# New site published!!!!



## Lane (Aug 10, 2008)

*Whew* After a steady 200 hours coding and building, my new site is published!!! I still have to add the page titles and pictures (I get my new photo studio tomorrow!   )

Please visit and let me know what you think?

I will still be fixing little things here and there so  let me know if you see anything that needs fixin'  :wink: 

I built the entire site using html... old school, I know... but cheaper. No merchant fees  :wink: Everything has been layered individually and no template systems were used...

www.luxurylanesoap.com

Thanks!!!!


----------



## stepibarra (Aug 10, 2008)

Love the new site... Its very fresh and inviting..


----------



## Lane (Aug 10, 2008)

I have a wide screen monitor and I was just looking the site on an older monitor... It doesn't fit the page!!! AHHHH  :cry:  :cry:  :cry:


----------



## Tabitha (Aug 10, 2008)

On your original shea butter bar page some of the add to cart buttons are messed up. They work but they don't look right.

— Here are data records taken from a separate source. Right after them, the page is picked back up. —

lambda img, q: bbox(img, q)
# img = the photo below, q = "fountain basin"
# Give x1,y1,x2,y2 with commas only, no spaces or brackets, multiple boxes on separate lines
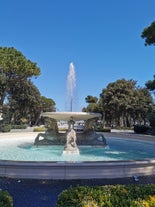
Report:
0,132,155,179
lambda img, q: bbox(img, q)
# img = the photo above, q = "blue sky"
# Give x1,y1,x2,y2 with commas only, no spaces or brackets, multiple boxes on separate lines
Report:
0,0,155,111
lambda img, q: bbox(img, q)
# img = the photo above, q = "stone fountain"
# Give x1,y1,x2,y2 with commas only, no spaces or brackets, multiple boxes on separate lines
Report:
34,111,107,154
34,63,107,153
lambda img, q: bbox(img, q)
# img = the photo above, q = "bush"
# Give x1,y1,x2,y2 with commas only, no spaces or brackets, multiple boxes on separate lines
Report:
0,125,11,132
11,125,27,129
0,190,13,207
0,124,28,132
134,125,149,134
95,127,111,132
56,184,155,207
33,127,46,132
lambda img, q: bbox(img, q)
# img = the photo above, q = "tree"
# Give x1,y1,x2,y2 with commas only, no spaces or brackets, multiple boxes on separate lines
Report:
82,95,102,113
7,79,42,125
85,95,98,103
141,21,155,46
0,47,40,108
6,81,56,125
100,79,153,127
145,75,155,97
41,96,56,112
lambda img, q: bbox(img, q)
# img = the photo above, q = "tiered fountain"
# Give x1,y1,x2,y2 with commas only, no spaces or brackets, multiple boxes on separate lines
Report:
34,62,107,153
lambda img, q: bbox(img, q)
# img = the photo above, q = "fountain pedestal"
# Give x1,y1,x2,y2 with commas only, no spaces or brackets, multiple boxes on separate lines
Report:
34,112,107,147
63,129,79,155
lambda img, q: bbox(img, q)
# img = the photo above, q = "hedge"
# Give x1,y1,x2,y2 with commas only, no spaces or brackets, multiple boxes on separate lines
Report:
56,184,155,207
0,190,13,207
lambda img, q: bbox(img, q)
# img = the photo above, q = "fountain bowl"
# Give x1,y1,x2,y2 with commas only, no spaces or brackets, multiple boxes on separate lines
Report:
0,132,155,180
41,111,102,121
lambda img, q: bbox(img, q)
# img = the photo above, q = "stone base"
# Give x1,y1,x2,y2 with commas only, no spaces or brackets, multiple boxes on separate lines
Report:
62,148,80,155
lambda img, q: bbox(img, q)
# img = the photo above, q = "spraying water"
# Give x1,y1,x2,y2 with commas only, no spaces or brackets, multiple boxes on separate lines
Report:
67,62,76,111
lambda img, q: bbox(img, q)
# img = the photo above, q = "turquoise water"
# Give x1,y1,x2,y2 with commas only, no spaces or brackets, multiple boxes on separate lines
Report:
0,137,155,162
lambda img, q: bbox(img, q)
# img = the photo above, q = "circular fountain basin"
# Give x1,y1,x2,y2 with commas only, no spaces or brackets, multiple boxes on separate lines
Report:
0,132,155,179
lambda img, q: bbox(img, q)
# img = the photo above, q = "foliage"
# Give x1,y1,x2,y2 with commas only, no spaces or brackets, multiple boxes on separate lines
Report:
83,79,153,129
7,79,42,125
85,96,98,104
56,184,155,207
41,96,56,112
2,78,56,126
0,47,50,126
10,125,27,129
95,127,111,132
0,124,11,132
145,75,155,99
33,126,46,132
146,77,155,91
0,190,13,207
134,125,149,134
83,95,102,114
141,21,155,46
148,110,155,134
99,79,153,128
0,47,40,106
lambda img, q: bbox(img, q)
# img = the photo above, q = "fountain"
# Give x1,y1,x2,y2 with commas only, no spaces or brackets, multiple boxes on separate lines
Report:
34,62,107,153
34,111,107,150
0,63,155,180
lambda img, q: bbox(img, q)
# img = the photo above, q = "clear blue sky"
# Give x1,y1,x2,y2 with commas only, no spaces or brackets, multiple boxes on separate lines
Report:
0,0,155,111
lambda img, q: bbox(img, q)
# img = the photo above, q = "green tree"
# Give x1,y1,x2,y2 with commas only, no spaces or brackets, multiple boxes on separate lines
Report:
82,95,102,113
133,87,153,125
148,110,155,134
100,79,153,128
145,75,155,97
41,96,56,112
85,95,98,103
7,80,42,125
0,47,40,108
141,21,155,46
6,81,56,125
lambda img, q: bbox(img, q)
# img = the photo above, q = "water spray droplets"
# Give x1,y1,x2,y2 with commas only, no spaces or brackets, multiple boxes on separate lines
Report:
67,62,76,111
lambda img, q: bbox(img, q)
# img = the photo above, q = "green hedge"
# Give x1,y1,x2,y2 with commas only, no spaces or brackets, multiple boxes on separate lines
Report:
0,125,11,132
0,190,13,207
33,127,46,132
11,125,27,129
0,124,27,132
56,184,155,207
134,125,149,134
95,127,111,132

I love the lime green & teal/aqua.


----------



## Lane (Aug 11, 2008)

Thanks! Just fixed them! I have three monitors set up now so I can see how it looks in different views.


----------



## Maurita (Aug 11, 2008)

Lane, 

Your site looks very appealing and professional. Great job, I wish I could code like that to get my own site up and going the way I'd like  .


----------



## Deda (Aug 11, 2008)

Lane!  I love your new site.  Very clean and crisp.  You did an amazing  job coding all that by hand.  

Here's to your continued success!


----------



## pepperi27 (Aug 11, 2008)

I love your site and it looks like you just cut and paste! Very nicely done!


----------



## kwahlne (Aug 11, 2008)

Lane, that's fantastic!  Really beautiful job!

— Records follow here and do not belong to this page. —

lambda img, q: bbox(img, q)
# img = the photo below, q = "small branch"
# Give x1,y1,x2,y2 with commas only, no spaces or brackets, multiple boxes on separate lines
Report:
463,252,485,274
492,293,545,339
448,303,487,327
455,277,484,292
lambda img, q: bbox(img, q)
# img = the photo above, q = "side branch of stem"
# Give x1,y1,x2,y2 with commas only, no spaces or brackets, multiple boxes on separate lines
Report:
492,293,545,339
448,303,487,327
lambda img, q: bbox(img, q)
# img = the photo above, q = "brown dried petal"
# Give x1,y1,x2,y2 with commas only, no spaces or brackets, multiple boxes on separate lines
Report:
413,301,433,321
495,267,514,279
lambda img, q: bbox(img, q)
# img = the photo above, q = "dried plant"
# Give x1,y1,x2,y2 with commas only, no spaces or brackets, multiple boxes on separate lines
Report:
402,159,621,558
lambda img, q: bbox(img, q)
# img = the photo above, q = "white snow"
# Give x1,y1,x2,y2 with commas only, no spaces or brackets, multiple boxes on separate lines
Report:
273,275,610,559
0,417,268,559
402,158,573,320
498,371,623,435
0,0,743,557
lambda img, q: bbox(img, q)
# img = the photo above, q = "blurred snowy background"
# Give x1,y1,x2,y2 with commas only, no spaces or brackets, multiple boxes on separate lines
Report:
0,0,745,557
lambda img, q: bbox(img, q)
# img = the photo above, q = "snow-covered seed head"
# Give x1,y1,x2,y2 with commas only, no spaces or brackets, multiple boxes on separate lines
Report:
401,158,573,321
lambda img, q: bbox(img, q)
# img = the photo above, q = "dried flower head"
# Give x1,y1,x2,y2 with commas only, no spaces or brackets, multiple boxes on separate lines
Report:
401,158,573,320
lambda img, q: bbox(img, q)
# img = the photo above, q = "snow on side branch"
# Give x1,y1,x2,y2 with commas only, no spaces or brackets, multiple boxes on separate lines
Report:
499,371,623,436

Question, on the soap you have in the bottom right corner, is that sticker stuck directly onto the soap? Or is it plastic wrapped first?  Do stickers stick directly on soap?  I think that packaging is beautiful.


----------



## Lane (Aug 11, 2008)

Thanks everyone!!!!!

Yeah. The sticker is stuck right on the soap. But only for the picture....Otherwise they are wrapped in paper and then the sticker is put on.


----------



## digit (Aug 11, 2008)

Wow!! At a glance, it looks very inviting. Excellent job!!

Digit


----------



## Lane (Aug 11, 2008)

Thanks!     

A portion was copy and paste. I did the html in different boxes and free handed where I put the boxes. pain!

Still working on the page titles and getting the darn button sizes right... :roll:


----------